5E Adventure Review: The Temple of Shattered Minds

James Haeck’s The Temple of Shattered Minds is an adventure about an elven village that is being preyed upon by an insane mind flayer and his minions. The adventure is written in three parts.

Part I: Alkai Tor describes a village (hamlet?) of humans and elves that has lost most of its members to thralldom and murder. The remaining twenty villagers are paranoid and unsure of what is going on. James takes an interesting approach to this hamlet: each of the NPCs is given a rating of Positive, Neutral or Negative to describe their relationship with the PCs. As the PCs investigate, the villagers change their viewpoints, and a selection of tables describes what then happens at the end of the day: are the PCs tarred and feathered and ordered to leave town, or do they gift the party with magic items and follow their every command? With some of the NPCs inclined to see player actions as making the situation worse, it gives the possibility of some intense role-playing.
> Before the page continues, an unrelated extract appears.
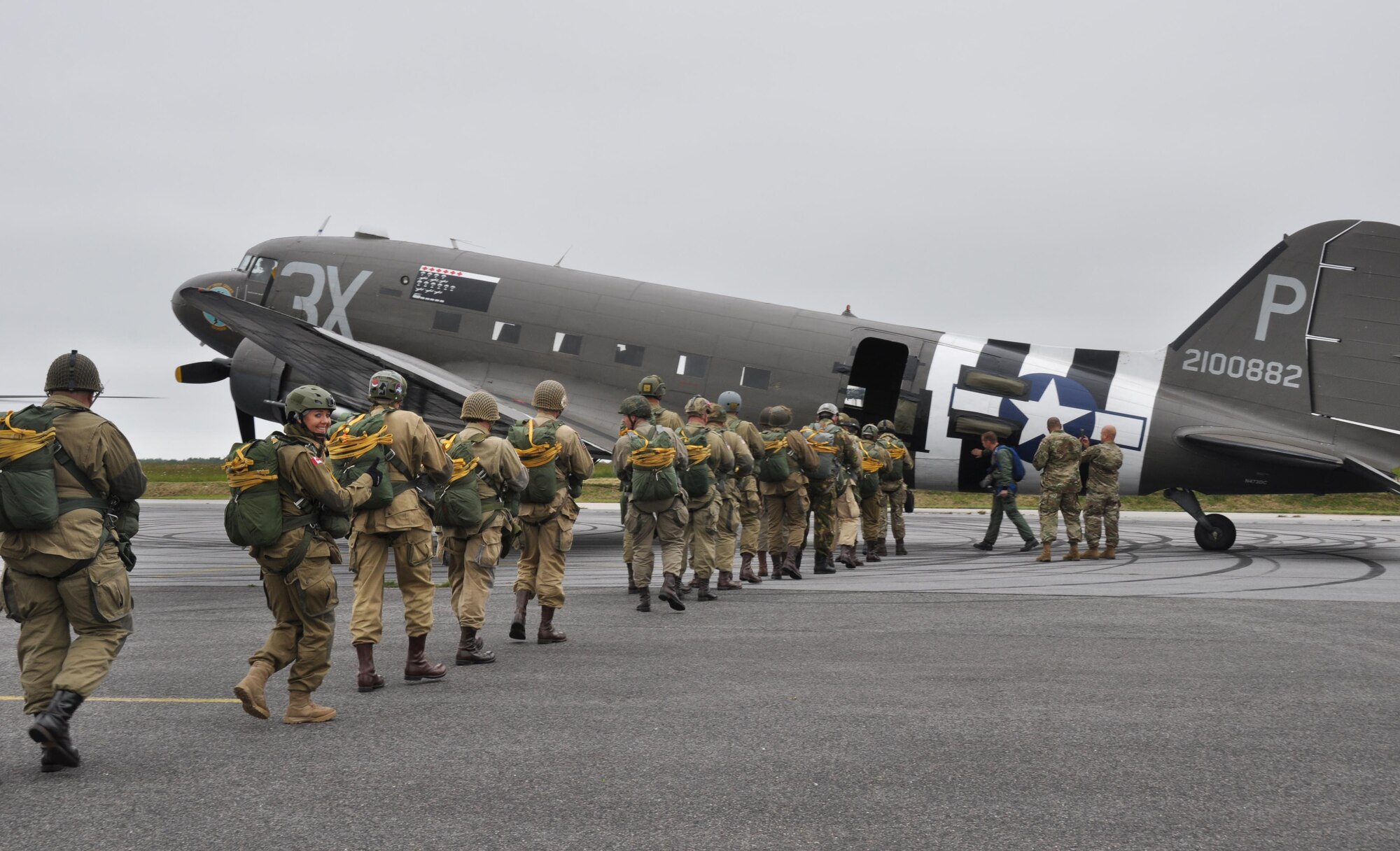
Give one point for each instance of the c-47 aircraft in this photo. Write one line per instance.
(1284, 386)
There are a few red herrings and other things to make the discovery of the real foes harder. I expect this will be challenging for a DM to run well, but village adventures typically are. Events help push the story along, giving structure and impetus to the story even if the players are completely lost.

Part II: The Border Mire describes the wilderness between the village and the dungeon. There’s another small settlement here that is almost totally under the mind flayer’s control, along with other short encounters to allow the players a glimpse into what’s actually going on.
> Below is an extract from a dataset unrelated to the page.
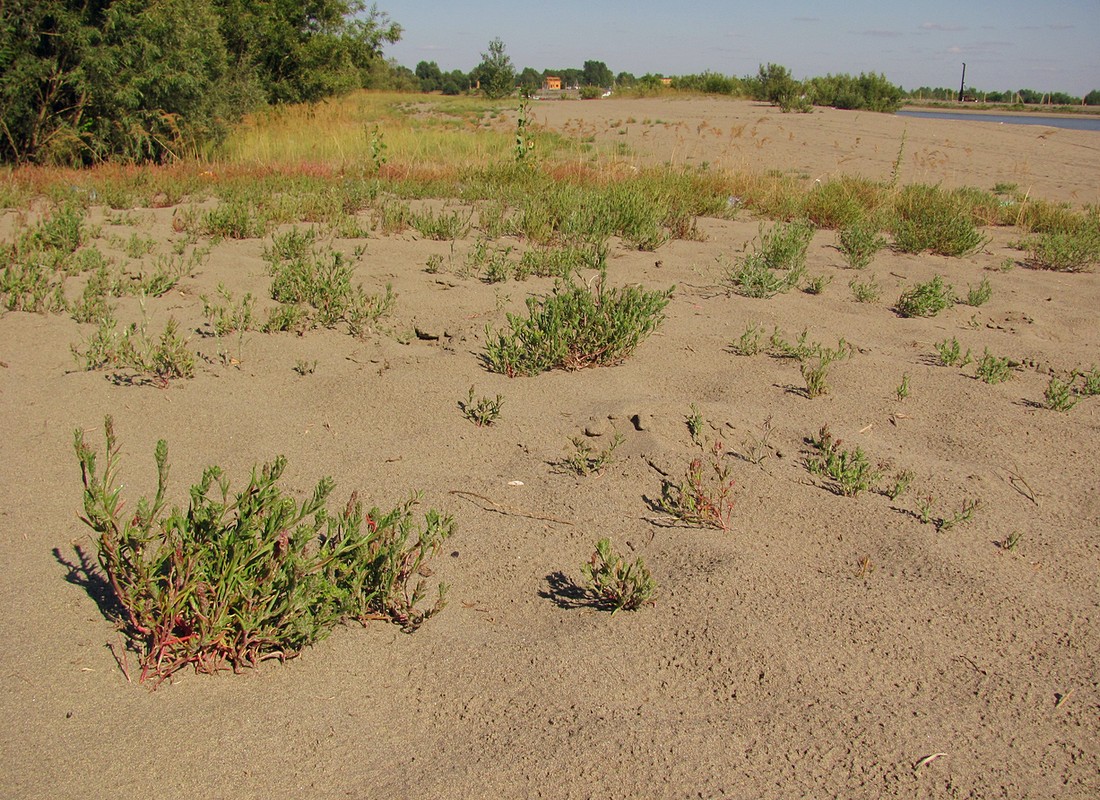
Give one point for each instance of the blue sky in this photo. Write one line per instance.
(1048, 45)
Part III: The Temple of Shattered Minds describes a temple that was built (and later abandoned) by heretical elves, and now is the lair of the mind flayer. It consists of two levels, both of which are partially underwater (which should amuse the DM and challenge the players).

The adventure’s structure is that of an investigation that turns into a dungeon crawl; an honoured tradition that dates back to Against the Cult of the Reptile God. The investigation is very free-form in nature, with several villagers having competing theories as to who or what is responsible. However, when it comes to physical clues, those are much harder to discover. I would have preferred a much tighter mystery here; there aren’t that many minor clues that slowly lead players to a realisation of what is actually going on. My reading of the adventure is that the most likely way of discovering the culprits is to catch them in the act. I certainly would have preferred a stronger lead to direct the characters in the direction of the dungeon.
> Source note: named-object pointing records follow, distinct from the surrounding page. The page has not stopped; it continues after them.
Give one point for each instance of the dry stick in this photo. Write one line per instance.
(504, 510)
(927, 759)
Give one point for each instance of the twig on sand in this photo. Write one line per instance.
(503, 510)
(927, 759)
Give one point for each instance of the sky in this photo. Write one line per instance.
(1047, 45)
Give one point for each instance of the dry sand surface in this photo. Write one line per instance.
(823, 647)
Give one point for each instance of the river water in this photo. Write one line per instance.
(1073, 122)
The wilderness contains a few major encounter areas, and relies strongly on characters following the trails. One encounter is most likely to occur only if players follow a will-o-the-wisp, which I find a very nice touch.

The dungeon is nicely constructed. It contains a few rather disturbing encounters, as is proper for any adventure employing a mind flayer. The dungeon lacks traps, but does have a number of obstacles and interesting features to investigate, including some that give clues to the identity and state of mind of the adventure’s ultimate foe – assuming the players haven’t worked it out already. And monsters. Yes, it has monsters.

My chief problem with the dungeon is that it – a temple to a strange elven “god” – doesn’t really have that much surviving to indicate its original purpose. It hints that the elves were worshipping a mind flayer(!), but it doesn’t play that up enough. There’s actually a much better idea here than what made it into the final adventure.

What the dungeon does well is establish a few competing factions, and provides the players with the opportunity to interact with them in interesting ways.

The text of the adventure is well-written and nicely edited. The maps are very good, and the artwork wanders between very good and the not so good. It doesn’t detract from the adventure’s other accomplishments. However, the layout of the text on the page suffers from two problems. The first is that there isn’t enough of a gap between the two columns of text. The second is that the spacing between lines is just a bit too large. The net result of this is that I don’t find the text as easy to read as I normally would. It may bother you less.

Overall, Temple of Shattered Minds is an excellent adventure, although a challenging one to run. It’s got a strong central premise, and some suitably fiendish developments along the way to keep the players entertained.